Im Wohnungsbau ist die Lage kritisch
Baugenehmigungen und Auftragseingänge sind seit Anfang 2022 auf Talfahrt und konnten sich nicht erholen. Unternehmen verschieben geplante Bauprojekte oder können diese angesichts des Marktumfeldes nicht mehr umsetzen und müssen diese stornieren – selbst, wenn sie bereits genehmigt sind. Insbesondere die Neubauinvestitionen sind im Abwärtssog und werden um 19,4 Prozent auf dann nur noch 7,3 Mrd. Euro sinken.
„Toxische“ Mischung führt zum Absturz der Bauinvestitionen
Das bezahlbare Wohnen in Deutschland stehe vor einer nie da gewesenen Krise. Als Ursachen nennt der Verband die Zinssteigerung, die Verteuerung von Baumaterialien, kostentreibende politische Vorgaben und ein staatliches „Förderchaos“. Diese „toxische Mischung“ würge die Investitionsfähigkeit der sozial orientierten Wohnungsunternehmen in ganz Deutschland insbesondere beim Neubau ab, so die Klage des Verbandspräsidenten.
Mithilfe umfangreicher statistischer Daten zeigt Axel Gedaschko, dass es aufgrund der nie da gewesenen Teuerungsrate immer weniger neue Wohnungen für das eingesetzte Geld gibt. Eine Modellrechnung auf Grundlage von Daten der ARGE Arbeitsgemeinschaft für zeitgemäßes Bauen zeige: In angespannten Wohnungsmärkten werden sich die gesamten Herstellungskosten einer Wohnung von Mitte 2021 bis Ende 2023 um 38 Prozent verteuert haben. In entspannteren Wohnungsmärkten liege die Kostensteigerung mit 29 Prozent nur wenig darunter, vor allem aufgrund der niedrigeren Grundstückskosten. Mit den Investitionsmitteln des Jahres 2021 könnten also Ende 2023 statt 100 Wohnungen nur 73 Wohnungen in angespannten Wohnungsmärkten und 78 Wohnungen in entspannten Wohnungsmärkten errichtet werden.
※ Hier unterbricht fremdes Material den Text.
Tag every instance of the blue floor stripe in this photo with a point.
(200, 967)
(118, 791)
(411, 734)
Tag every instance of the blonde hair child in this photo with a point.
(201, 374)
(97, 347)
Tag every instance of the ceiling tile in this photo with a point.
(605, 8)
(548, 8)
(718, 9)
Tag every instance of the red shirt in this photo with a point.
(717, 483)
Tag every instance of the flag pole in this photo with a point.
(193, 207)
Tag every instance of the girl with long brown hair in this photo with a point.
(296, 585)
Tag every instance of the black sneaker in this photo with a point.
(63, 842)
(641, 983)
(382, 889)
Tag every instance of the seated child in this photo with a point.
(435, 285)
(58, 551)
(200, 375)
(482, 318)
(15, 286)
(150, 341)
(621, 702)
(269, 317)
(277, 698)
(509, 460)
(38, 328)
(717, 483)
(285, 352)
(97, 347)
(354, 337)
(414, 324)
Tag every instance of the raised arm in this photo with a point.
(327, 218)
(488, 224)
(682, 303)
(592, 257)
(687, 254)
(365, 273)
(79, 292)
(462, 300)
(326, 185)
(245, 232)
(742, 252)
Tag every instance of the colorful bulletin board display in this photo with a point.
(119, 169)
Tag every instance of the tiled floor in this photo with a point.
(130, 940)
Die Validität der Baukostenstatistik der ARGE würde zuweilen angezweifelt, berichtet Gedaschko. Wie substanziell diese Werte tatsächlich sind, zeige sich in der Tatsache, dass nun auch die Bundesbank diese Datenquelle für ihre Konjunkturanalysen nutze.
Kaltmiete von 18 Euro ist nicht bezahlbar
Zins- und Baukostensteigerungen zusammen genommen führten bei neu gebauten Wohnungen zu einer Steigerung der notwendigen Nettokaltmiete von 10,95 Euro pro Quadratmeter – mit der Mitte 2021 noch unter wirtschaftlichen Bedingungen gebaut werden konnte – um 65 Prozent auf 18,10 Euro pro Quadratmeter. „Solche Neubaumieten kann sich in Deutschland kaum einer leisten. Mietwohnungsbau ist nicht mehr wirtschaftlich umsetzbar, deswegen unterbleibt er“, sagt Gedaschko. Nach dem Zentralen Immobilien Ausschuss (ZIA) hat sich nun offenbar auch der GdW von der Forderung nach Milliarden-Subventionen zur Förderung des Wohnungsbaus verabschiedet. Jedenfalls werden keine konkreten Zahlen aufgerufen. Stattdessen der Ruf nach Deregulierung, zinsgünstigen Krediten und der Senkung von Steuern. Gedaschko wörtlich: „Förderung kann den Absturz der Bautätigkeit nicht verhindern, nur mildern.“ (Red.)